National Cement is set to invest Sh18.5 billion in a new factory in Uganda, marking its first plant outside Kenya. Construction of the plant, located in Mbale, will start next month.
It will have a capacity of one million tonnes per year and is expected to be operational by the end of next year.
The project is the first of the Athi River-based cement manufacturer’s regional expansion plan. The firm also intends to venture into South Sudan in the next three years.
“The first phase of the project is expected to commence in May after which we will continue expanding the plant over a three-year period,” said Narendra Raval, the chairman of Devki Group, the parent company of National Cement.
“Once the main factory is operational we will expand it to include a clinker factory which will ensure that we are self-sufficient.”
The Uganda project is being funded by loans from the International Finance Corporation (IFC) and two local banks.

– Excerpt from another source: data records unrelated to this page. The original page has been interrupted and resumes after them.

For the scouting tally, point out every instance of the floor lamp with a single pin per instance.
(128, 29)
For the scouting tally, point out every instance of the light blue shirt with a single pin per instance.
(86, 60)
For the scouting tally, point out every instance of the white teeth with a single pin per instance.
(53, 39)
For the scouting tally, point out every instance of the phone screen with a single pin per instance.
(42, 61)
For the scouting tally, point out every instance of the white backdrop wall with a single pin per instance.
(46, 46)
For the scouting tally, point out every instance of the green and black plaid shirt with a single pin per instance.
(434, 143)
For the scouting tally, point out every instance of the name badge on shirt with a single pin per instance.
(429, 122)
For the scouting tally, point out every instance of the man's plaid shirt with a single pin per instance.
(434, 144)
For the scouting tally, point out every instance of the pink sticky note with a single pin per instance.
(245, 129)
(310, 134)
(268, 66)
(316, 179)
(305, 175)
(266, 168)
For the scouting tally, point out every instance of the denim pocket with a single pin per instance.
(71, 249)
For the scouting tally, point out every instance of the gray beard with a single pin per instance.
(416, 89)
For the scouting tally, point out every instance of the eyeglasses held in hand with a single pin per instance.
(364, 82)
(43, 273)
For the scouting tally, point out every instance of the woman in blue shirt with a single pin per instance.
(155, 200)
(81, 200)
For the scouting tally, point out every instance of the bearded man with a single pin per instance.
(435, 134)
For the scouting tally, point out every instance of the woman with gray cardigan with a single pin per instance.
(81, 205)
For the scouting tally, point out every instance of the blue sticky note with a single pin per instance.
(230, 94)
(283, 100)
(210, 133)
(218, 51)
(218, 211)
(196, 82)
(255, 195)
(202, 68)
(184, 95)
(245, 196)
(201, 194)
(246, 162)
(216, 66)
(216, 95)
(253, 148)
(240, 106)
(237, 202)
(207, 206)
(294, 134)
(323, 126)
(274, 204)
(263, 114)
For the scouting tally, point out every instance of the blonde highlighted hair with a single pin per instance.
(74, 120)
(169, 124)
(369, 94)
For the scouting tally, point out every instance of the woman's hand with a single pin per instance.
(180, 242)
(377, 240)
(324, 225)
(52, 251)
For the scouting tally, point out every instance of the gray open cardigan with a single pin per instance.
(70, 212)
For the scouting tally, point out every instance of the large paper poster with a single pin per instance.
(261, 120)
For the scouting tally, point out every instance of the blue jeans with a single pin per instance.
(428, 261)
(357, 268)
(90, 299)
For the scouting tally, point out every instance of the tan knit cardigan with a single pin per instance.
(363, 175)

The plant signals increased competition in the regional cement market which is grappling with price wars brought about by the entry of new players and expansion of established firms.
Indian conglomerate Cemtech and ARM Cement, for instance, plan to set up new plants in Pokot and Kitui areas respectively.
Nigeria’s Dangote Cement has also announced plans to build a plant in Kitui with a capacity of three million tonnes per year, adding to its upcoming factory in Tanzania which will have a similar output.
Cement production capacity in the East African region more than doubled in the decade ended 2013 to 13.7 million tonnes per annum, pushing down the utilisation rate to 69.6 per cent, according to Standard Investment Bank (SIB).
The increased investment is set to worsen the glut and force further price cuts, placing more emphasis on volume growth and efficiency as the major profit drivers for individual firms.
“With forecast average excess capacity expected to remain above 20 per cent through to 2016, cement companies will have to continue absorbing increasing production costs,” SIB said in a research note.
“We expect producers in Kenya and Tanzania to continue facing the lowest pricing power,” the investment bank said, noting that cement prices in Kenya fell by five per cent last year alone.
Increase in output
The massive increase in output is set to offset the projected 12 per cent increase in consumption in the region over the next three years.
National Cement, founded in 2008, is one of the companies riding on relatively low pricing to gain market share from established rivals like Bamburi Cement.
The company, which trades as Simba, is currently building a cement factory in Lukenya near Machakos, a venture also partially funded by IFC comprising debt (Sh5 billion) and equity (Sh1.4 billion).
The Lukenya plant will raise National Cement’s capacity to 1.7 million tonnes per year from the current 600,000 tonnes.
The company’s entry in Uganda will put it in direct competition with Lafarge’s Hima Cement and Tororo Cement, the leading cement producers in the country with a combined capacity of 3.6 million tonnes per annum.
Uganda currently imports extra cement from Egypt, Pakistan and Kenya with the latter also acting as a supplementary source of clinker — the main raw material in cement production.